New York Fries
- A New York Fries location at Lloydminster, Alberta
- Type: Subsidiary
- Industry: Quick-service restaurant
- Founded: August 16, 1984; 42 years ago
- Headquarters: Vaughan, Ontario, Canada
- Area served: Bahrain, Canada, China, Egypt, Macao, Oman, Panama, Qatar, Saudi Arabia, Turkey, United Arab Emirates
- Key people: Jay Gould Chris O'Leary
- Products: French fries, poutine, hot dogs
- Parent: Recipe Unlimited (2015–present)
- Website: www.newyorkfries.com

= New York Fries =

Canadian fast-food restaurant chain

New York Fries, shortened as NYF, is a Canadian fast food restaurant chain that mainly serves french fries, hot dogs and poutine.

There are 120 locations in Canada. There are also locations in China, Egypt, Macao, Oman, Panama, Qatar, Saudi Arabia, Turkey, the United Arab Emirates and the United States. It was also previously served in Bahrain.

==History==
In 1983, Jay Gould was informed by his brother Hal of a small French fry stand at South Street Seaport called "New York Fries." Impressed with the quality of the business and the product, Jay approached the owner and eventually bought the Canadian rights to the business and namesake.

The first Canadian location opened on August 16, 1984, at Scarborough Town Centre. It initially only sold fries and cola.

In 1987, with the original American company now out of business, Gould purchased the franchise outright, making New York Fries a Canadian brand.

The brand introduced poutine onto its menu in 1989.

Cara Operations (now known as Recipe Unlimited) bought New York Fries in September 2015.

In 2024, decades after the American stand had closed, New York Fries opened its "first" US location in Uniondale, New York.
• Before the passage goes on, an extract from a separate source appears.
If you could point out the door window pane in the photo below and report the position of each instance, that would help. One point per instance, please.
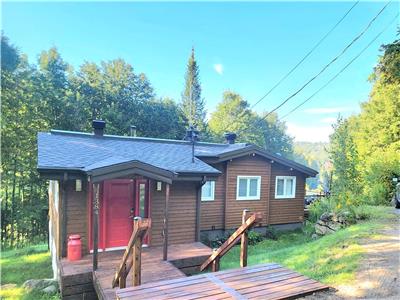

=== South St. Burger Co. ===
Since the sale of New York Fries, South St. Burger Company is no longer run by New York Fries. South St Burger Co. has 30 locations across Canada and two in Dubai. South St. Burger Co. sells hamburgers, fries and poutine.

== Locations ==
New York Fries has 156 locations, including 120 in Canada, 3 in the United States, and 36 outside of North America, mostly in the Middle East and China.